An emergency fund is a key component of any good financial plan. It prevents you from having to borrow money to cover unexpected expenses, which would only add onto the debt load you already have.

According to a 2022 survey by Bankrate, 56% of Americans don’t have enough money in their savings accounts to cover an unexpected $1,000 expense. An emergency fund can provide financial security during unexpected events such as job loss, medical emergencies, auto repairs (if your car is your primary mode of transportation), and any urgent home expenses, and can help you avoid relying on high interest credit cards or personal loans.

The good news is that saving even a small amount per month will eventually get you to your goal. It just takes time and discipline.

How to build an emergency fund (step by step)

Creating an emergency fund is simple. Here’s a detailed step-by-step breakdown of how to get started.

Step 1: Figure out how much you spend each month. 

Start by monitoring your monthly income and expenses. This will give you a bird’s-eye view on your finances so you can understand where your money is going and identify areas where you can cut back or save more.

Step 2: Filter out unnecessary expenses. 

Review your expenses and find areas where you can cut back. This might include reducing eating out, entertainment expenses, or cancelling unused subscriptions. 

Step 3: Calculate your essential spending. 

These are expenses that are unavoidable, like housing (rent or mortgage payments), utilities, transportation, food, and any high-interest loan payments.

Step 4: Set a financial goal. 

Now that you know how much you need to cover your essentials. Determine how much money you want to save in your emergency fund. You should generally shoot for around 3 to 6 months’ worth of living expenses as a target. For example, if you need $2,000 minimum to cover your essential expenses, ideally, you would want to have $6,000 to $12,000 saved up to cover you for 3 to 6 months.

Step 5: Automate your savings. 

Set up an automatic transfer from your checking account to a separate savings account designated for your emergency fund. This way, you won’t have to rely on remembering to save; it will happen automatically.

Step 6: Find ways to increase your income. 

Consider ways to increase your earnings, such as asking your employer for a raise, taking on a side hustle, or freelancing. This extra income can be dedicated to building your emergency fund faster.

Step 7: Minimize your debt. 

Reduce any high-interest debt as much as possible. By paying down debts, you’ll have more disposable income to contribute to your emergency fund. Additionally, having less debt will decrease your financial vulnerability during emergencies.

Step 8: Save windfalls and bonuses. 

Whenever you receive unexpected money, such as tax refunds, work bonuses, or monetary gifts, allocate a portion or all of it to your emergency fund.

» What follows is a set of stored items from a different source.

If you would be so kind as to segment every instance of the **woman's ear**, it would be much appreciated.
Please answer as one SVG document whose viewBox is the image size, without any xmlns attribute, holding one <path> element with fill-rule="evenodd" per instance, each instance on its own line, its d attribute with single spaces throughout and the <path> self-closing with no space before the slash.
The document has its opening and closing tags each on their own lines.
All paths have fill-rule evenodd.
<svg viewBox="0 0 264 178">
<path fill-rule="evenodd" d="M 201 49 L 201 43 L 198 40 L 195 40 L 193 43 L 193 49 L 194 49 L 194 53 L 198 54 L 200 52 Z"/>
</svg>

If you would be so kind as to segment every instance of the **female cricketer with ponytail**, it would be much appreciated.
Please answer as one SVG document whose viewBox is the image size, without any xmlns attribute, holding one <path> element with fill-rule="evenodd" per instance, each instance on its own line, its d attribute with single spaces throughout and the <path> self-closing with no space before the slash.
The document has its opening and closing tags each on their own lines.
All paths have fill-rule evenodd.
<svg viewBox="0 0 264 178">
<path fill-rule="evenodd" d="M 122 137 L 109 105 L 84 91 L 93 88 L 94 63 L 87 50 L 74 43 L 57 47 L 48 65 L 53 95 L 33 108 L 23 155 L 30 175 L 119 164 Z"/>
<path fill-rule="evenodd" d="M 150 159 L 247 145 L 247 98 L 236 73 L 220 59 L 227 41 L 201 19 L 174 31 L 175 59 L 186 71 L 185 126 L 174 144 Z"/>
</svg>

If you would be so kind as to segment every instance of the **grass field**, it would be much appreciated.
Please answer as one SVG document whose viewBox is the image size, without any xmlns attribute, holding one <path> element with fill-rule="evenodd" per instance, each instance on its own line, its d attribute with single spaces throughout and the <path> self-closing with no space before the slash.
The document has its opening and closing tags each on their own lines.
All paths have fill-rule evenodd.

This can accelerate your savings progress.

Step 9: Review and adjust your plan. 

Regularly evaluate your progress and make adjustments as necessary. If your living expenses change or your financial situation improves, you may need to revise your savings goals or increase your contributions.

Step 10: Maintain discipline as you save. 

It’s crucial to stay committed to your savings plan and avoid dipping into your emergency fund for non-emergency purposes. Remember that the fund is designed to provide a financial safety net for unexpected situations. This account should only be used in emergencies, not when you’re short on cash for a luxury purchase.

Where should you keep your savings?

An emergency fund should be kept separate from your daily spending accounts, and remain safe and liquid. Ideally, it should be kept in a high-interest savings account with zero fees. It should be quickly accessible, and not be subject to market risk (ie. don’t be investing it into crypto, or even traditional assets like stocks or ETFs).

How much should you save in an emergency fund?

Ideally, you should aim for at least 3 to 6 months of essential living expenses. The goal isn’t to replace your entire monthly income, but enough to cover essential expenses like housing, utilities, transportation, food, and any monthly debt obligations like credit card or loan payments. It should not cover luxuries like eating out or playing golf on the weekends.

To determine how much you need to save, calculate your essential monthly costs each month by adding up all of your essential expenses over the past few months. Your number will vary depending on if you have dependents, a spouse with a job, or any other forms of passive income you can rely on.

How much should you try to save each month?

If you already feel like you’re just getting by without putting any money aside, start small. Set up an automatic transfer from your checking account that puts a small portion of your paycheck into your fund each month. This can be as little as $50 or $100 a month. As you start getting more comfortable setting money aside, you can slowly increase your deposit amounts overtime.